18 de abril 2016 - 00:00

Wall Street reza por las ventas en descubierto

Wall Street factura. No le importa que la temporada de balances prometa ser la peor desde 2009. Desde el 11 de febrero, cuando Jamie Dimon -el CEO de JP Morgan - desoyó los presagios de una hecatombe y compró para sí medio millón de acciones de su banco, el Dimon rally disparó a la Bolsa un 15%. Esta semana recargó munición volviendo a las fuentes. Otra vez el pesimismo reinante, otra vez los bancos en la picota. De Morgan a Citi, pasando por Bank of America, todos ellos rindieron examen. Los tres redujeron sus utilidades, los tres vieron sus cotizaciones volar, como mínimo, el 7%. La receta: podar primero las expectativas para luego -a la hora de presentar los balances- superarlas con creces. ¿Se podrá llegar muy lejos así? El S&P500 que se mecía al borde del desahucio en febrero hoy araña los récords. ¿Burbuja, quizás? No. El pesimismo es el mayor exceso. El rally de los milagros acumula nueve semanas en cartel; los clientes de Merrill Lynch, por ejemplo, llevan once semanas consecutivas achicando su posición en acciones. Es el dinero inteligente -el de las instituciones- el que se retira. ¿Y quién compra? Los más escépticos de todos. La legión de los vendidos de aire. El índice que lleva Goldman Sachs con los 50 papeles más vendidos en descubierto anotó el salto más potente en seis semanas. Quien no posee el estómago, o las espaldas anchas para soportar un avance a contramano puede tener razón pero debe tirar la toalla. Acorralado, si no quiere que liquiden sus garantías, debe recomprar las acciones que vendió, y cerrar su posición. Así, por reducción de contrapesos, escala la Bolsa.

¿Cuánto más puede trepar Wall Street en tan precarias condiciones de contexto? La Fed de Atlanta sostiene que la economía de EE.UU. apenas se expandió un 0,3% en el primer trimestre. El Fondo Monetario acaba de rebajar (por cuarta vez en un año) sus predicciones sobre el crecimiento global. Y si bien no hay alarma, reconoce que está en modo de alerta. La propia Fed promete cautela ante los riesgos de inestabilidad financiera y económica internacional. Una Fed cautelosa es una invitación a que los inversores sean más agresivos, pero no hay signos de aceptación masiva al convite. Sí en los mercados periféricos, pero no en el corazón de Wall Street.
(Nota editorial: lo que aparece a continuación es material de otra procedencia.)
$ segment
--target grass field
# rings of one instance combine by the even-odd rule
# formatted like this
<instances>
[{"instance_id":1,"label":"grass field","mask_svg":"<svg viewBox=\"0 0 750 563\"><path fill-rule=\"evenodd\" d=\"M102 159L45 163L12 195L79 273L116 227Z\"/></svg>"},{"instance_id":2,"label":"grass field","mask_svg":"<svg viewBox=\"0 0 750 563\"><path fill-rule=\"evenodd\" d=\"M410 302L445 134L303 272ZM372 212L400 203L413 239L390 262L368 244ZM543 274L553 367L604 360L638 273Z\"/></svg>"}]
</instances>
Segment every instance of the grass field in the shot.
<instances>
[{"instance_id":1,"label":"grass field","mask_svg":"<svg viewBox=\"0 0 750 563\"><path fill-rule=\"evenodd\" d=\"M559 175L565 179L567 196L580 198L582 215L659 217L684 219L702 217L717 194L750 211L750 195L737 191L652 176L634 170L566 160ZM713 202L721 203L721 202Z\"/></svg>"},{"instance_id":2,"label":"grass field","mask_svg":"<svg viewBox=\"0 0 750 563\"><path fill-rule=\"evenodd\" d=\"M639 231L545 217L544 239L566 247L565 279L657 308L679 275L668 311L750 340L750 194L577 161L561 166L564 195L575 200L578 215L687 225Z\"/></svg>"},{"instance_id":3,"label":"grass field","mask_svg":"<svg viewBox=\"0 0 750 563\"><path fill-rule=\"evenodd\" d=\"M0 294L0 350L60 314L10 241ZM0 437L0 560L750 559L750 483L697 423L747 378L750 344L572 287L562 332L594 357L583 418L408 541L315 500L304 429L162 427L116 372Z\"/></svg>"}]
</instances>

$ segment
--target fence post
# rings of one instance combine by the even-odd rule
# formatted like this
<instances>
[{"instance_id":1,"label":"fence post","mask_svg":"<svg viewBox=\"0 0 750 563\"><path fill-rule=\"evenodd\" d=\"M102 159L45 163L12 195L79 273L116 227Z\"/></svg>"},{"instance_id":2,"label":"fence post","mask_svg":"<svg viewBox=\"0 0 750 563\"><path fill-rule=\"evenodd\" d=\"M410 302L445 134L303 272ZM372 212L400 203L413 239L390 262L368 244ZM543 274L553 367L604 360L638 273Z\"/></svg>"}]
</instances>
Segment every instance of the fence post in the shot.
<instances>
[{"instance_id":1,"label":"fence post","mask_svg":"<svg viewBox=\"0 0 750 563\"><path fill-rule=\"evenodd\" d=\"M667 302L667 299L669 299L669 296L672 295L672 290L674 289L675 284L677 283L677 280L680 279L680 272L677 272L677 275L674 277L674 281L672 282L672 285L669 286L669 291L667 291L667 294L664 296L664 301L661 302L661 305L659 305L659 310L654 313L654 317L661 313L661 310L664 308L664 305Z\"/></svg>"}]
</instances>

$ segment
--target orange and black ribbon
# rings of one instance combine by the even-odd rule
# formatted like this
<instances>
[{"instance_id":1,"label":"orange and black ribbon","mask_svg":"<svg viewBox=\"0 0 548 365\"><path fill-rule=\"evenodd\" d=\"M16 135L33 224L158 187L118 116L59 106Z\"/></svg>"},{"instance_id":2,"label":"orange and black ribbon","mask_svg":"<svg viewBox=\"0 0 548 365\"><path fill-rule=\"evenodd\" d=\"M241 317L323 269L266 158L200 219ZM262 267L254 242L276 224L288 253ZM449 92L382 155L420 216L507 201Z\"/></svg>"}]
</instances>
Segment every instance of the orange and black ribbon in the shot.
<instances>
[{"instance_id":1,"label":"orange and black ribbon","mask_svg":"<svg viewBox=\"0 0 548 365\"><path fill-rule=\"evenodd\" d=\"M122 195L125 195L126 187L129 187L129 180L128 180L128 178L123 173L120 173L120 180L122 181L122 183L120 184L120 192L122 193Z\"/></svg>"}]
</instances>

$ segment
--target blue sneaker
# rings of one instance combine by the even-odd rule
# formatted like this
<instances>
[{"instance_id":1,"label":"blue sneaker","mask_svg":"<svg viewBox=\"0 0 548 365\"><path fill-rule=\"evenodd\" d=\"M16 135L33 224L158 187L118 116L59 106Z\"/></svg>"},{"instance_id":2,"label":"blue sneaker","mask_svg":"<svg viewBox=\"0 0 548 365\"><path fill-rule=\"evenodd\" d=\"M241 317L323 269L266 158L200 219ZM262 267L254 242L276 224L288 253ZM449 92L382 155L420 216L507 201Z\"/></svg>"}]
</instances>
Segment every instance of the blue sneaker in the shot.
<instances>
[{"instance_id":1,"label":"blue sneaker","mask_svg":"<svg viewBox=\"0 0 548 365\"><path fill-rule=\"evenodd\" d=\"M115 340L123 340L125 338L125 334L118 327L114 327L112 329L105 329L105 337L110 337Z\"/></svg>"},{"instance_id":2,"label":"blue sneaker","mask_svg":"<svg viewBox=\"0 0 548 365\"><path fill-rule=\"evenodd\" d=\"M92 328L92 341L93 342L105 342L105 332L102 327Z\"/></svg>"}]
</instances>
¿Qué le espera entonces a la Bolsa? ¿Resistirá la tentación de desafiar los récords cuando distan apenas un 2,35%? No se llegó aquí cabalgando sobre la euforia. Las subas de precio rotundas que se observan se montan sobre los activos de precios más rezagados. Como las acciones financieras esta semana, número 10 entre los 10 sectores que conforman el S&P. Sin entusiasmo, y con una expectativa de caída del 9,3% de las ganancias por acción, los inversores preferirán pisar suelo firme antes que saltar a la aventura. No los corre el tiempo, un aliado desde que la Fed le bajó los decibeles a su discurso y se respira un aire de cooperación internacional que consiguió el aparente milagro de subir a todas las autoridades -ministros y bancos centrales del G-20- al mismo barco de la prudencia. Con la mejora de los fundamentos, el mercado bull podrá soltar el galope. Y los fundamentos -la economía y la rentabilidad- mejorarán, lo que no se sabe es cuándo. Bastaría con la estabilidad del dólar, del petróleo y las materias primas para maquillar una fuerte recuperación en las utilidades de las compañías en EE.UU. Pero las firmas aún no lo registran. Así las cosas, el único motor encendido es la pulseada con la terquedad de los vendidos en descubierto. Los especuladores conservan un tercio de las posiciones cortas que tenían en febrero. No cerrarán sus posturas a menos que la Bolsa siga trepando. Y la Bolsa poco tiene para avanzar si no las cierran.